Les occupants avaient réquisitionné les bâtiments de cette institution scolaire et les avaient transformés en prison. Elle retrouvera sa vocation d'établissement scolaire par la suite. Photo prise à la Libération. Collection des archives départementales du Finistère.
Et après Quimper, ce fut la prison Jacques Cartier à Rennes.

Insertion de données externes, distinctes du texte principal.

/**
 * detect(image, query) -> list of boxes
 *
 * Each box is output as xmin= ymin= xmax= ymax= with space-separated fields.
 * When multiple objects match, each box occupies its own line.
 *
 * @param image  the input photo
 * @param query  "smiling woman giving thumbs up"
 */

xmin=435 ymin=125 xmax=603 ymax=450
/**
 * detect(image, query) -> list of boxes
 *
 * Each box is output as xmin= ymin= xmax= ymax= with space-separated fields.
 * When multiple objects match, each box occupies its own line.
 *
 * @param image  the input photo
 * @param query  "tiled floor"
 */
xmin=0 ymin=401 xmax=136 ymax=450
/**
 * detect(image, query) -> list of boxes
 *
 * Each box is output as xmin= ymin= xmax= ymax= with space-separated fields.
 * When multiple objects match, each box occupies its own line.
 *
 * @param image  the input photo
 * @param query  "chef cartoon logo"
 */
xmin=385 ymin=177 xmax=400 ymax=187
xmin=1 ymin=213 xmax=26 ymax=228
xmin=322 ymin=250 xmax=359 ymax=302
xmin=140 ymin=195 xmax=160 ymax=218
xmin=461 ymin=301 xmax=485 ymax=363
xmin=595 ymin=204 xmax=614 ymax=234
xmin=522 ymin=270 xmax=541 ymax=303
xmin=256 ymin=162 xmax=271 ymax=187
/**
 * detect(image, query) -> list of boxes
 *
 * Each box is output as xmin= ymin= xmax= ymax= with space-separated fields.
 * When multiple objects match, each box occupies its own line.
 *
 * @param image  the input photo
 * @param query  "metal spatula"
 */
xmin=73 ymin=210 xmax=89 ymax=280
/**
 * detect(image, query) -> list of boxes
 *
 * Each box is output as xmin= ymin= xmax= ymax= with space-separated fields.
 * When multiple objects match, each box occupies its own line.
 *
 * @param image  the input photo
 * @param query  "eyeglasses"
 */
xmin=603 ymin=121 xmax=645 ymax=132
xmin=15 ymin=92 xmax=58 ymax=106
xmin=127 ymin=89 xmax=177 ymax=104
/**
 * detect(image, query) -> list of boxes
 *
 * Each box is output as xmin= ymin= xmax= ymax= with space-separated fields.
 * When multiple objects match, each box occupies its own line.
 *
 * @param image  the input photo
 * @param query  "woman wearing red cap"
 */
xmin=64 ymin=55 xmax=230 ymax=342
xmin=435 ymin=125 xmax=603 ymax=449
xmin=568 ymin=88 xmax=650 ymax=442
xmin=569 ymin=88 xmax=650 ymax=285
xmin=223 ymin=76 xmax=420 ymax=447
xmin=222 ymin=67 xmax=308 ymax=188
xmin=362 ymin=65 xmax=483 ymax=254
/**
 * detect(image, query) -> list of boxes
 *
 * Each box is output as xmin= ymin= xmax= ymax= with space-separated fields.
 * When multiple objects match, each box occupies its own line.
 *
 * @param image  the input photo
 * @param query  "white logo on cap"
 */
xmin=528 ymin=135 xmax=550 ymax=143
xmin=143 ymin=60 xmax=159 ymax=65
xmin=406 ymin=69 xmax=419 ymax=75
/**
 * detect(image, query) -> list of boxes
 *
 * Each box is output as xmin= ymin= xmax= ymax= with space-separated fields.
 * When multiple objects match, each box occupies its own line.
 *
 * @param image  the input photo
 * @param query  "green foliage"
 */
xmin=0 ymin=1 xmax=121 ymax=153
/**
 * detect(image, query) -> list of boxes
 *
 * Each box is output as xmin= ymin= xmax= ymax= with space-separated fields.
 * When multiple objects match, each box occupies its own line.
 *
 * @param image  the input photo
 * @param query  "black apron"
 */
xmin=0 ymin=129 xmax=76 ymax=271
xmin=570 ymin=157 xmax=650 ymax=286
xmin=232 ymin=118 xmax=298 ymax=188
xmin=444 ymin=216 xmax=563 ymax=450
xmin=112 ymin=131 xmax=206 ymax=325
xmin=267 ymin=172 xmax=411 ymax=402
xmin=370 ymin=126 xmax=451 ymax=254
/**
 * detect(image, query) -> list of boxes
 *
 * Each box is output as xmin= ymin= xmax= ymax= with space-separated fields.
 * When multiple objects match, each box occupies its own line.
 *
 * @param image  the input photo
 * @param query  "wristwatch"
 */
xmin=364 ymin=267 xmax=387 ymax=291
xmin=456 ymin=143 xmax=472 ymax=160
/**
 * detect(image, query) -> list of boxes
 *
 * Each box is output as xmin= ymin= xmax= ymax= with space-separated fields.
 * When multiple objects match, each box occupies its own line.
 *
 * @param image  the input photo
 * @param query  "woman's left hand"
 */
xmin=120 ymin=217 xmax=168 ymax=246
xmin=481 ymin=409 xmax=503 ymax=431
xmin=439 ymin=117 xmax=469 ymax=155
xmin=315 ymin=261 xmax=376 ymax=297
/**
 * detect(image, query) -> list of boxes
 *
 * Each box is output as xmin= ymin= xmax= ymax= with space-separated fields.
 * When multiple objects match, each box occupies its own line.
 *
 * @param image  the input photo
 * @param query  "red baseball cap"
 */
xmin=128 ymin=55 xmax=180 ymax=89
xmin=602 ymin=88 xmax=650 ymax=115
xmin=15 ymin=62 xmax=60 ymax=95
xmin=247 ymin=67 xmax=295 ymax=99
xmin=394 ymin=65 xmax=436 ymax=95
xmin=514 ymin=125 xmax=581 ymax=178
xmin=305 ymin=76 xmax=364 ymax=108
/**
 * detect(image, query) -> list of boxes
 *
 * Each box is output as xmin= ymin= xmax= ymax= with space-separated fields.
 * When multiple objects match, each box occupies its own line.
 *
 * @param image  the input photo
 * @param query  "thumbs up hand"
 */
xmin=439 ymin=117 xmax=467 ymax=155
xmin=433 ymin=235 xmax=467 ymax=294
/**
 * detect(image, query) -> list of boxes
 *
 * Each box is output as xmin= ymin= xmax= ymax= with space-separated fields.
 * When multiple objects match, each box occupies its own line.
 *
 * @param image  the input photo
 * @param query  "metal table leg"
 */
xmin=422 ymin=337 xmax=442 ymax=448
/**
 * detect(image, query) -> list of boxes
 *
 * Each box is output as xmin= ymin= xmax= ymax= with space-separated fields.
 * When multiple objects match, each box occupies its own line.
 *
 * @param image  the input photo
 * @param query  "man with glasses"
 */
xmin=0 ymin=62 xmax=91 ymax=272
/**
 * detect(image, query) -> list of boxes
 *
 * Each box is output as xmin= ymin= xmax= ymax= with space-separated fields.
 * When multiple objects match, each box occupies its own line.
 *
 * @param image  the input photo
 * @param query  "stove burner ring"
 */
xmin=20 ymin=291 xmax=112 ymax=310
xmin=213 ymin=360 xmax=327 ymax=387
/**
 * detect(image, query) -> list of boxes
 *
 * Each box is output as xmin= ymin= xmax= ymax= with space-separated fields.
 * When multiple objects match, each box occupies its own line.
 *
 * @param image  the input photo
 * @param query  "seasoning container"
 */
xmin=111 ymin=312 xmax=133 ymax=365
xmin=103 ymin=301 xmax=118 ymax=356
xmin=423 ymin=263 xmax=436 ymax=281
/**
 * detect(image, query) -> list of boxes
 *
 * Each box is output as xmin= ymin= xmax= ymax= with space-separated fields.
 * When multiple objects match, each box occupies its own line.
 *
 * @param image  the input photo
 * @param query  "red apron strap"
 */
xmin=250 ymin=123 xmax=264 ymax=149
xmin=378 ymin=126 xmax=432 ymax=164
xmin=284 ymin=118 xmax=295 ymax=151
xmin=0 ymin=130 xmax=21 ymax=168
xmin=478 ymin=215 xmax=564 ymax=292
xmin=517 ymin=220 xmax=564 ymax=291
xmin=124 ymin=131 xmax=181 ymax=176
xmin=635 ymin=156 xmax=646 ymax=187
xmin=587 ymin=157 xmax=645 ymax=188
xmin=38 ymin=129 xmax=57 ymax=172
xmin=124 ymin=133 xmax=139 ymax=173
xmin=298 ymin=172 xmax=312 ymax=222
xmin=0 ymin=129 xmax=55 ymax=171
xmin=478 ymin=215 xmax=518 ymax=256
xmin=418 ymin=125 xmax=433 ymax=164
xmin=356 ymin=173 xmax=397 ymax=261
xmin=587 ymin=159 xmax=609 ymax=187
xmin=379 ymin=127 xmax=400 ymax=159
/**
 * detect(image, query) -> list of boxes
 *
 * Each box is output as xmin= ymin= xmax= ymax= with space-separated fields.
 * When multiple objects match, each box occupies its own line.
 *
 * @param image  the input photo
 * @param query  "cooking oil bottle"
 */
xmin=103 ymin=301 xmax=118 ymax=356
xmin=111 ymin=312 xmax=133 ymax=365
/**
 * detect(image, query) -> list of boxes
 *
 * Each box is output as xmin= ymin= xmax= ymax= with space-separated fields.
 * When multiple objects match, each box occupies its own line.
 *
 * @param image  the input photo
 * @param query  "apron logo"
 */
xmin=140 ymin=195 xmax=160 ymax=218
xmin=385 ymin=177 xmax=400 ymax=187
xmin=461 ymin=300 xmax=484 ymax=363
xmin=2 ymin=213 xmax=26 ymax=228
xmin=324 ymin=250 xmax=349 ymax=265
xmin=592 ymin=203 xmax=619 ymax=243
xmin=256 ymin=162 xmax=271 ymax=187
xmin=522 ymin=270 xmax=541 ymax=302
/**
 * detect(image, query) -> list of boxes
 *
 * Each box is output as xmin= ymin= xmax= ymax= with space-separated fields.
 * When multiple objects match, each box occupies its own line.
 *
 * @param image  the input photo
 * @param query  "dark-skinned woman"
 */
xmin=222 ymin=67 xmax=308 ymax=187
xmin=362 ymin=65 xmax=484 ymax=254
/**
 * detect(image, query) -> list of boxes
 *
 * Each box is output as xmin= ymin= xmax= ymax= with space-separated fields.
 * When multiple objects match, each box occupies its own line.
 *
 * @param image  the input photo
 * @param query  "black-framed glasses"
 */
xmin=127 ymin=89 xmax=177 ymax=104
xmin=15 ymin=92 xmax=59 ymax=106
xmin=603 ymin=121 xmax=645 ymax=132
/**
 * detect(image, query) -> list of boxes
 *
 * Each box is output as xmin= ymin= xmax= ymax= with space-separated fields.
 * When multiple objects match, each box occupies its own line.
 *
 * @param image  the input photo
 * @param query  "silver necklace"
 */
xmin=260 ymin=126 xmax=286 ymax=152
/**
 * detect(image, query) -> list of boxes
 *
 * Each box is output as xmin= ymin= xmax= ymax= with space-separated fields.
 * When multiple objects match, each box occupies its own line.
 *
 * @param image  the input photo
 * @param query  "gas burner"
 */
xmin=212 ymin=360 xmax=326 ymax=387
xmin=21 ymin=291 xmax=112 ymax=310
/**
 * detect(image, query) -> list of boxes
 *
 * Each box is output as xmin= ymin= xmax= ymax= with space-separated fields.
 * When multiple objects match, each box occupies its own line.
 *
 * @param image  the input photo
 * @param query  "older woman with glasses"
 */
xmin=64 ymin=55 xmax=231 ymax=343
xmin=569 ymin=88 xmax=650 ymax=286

Ce "capitaine Jaffret" manifestement Jaffray est resté tristement célèbre dans le pays bigouden. Interrogé sur ce gendarme, Serge Duigou, qui connait bien l'Histoire du secteur, nous apprend qu'en 1942, le résistant pont-l'abbiste Louis Lagadic, "Suite à une enquête menée par les Renseignements Généraux de Quimper, sous la direction du Commissaire Henri Soutif, est arrêté, le 16 octobre 1942, par les gendarmes français menés par le Maréchal-des-Logis-chef Jaffray." Louis Lagadic sera exécuté au Mont Valérien le 5 avril 1944. Il n'avait pas encore 22 ans. Sur le site Internet "Guerre et résistance en Pays bigouden" : "On se souvient que, dans la soirée du 30 avril 1942, les pneus des automobiles d’une formation allemande stationnée. à PONT L’ABBÉ, avaient été crevés au poinçon. En outre, le 2 mai suivant un attentat était commis contre un pont de chemin de fer nouvellement construit sur la ligne de chemin de fer allant de PONT-L’ABBÉ à TREGUENNEC. A la suite de cet attentat, huit employés de La SNCF avaient été arrêtés par les autorités allemandes puis relâchés. Les auteurs de ces attentats et sabotages ont été découverts et arrêtés avec le concours de la gendarmerie commandée par le Maréchal-des-Logis-Chef JAFFRAY. Ce sont les nommés LAGADIC Louis, GUENNEC Michel, STÉPHAN Marcel, CARIOU Laurent, LE FAOU Jean et DIQUÉLOU Pierre. Ces individus ont en outre reconnu s’être rendus coupables du sabotage d’une bétonneuse et d’une tentative d’incendie à l’usine RAPHALEN à PLONÉOUR-LANVERN." "Je ne sais pas ce qu'est devenu ce Jaffray à la Libération ni d'où il était originaire". Un résistant de la dernière heure comme il y en eu pas mal à l'époque ? La question reste posée.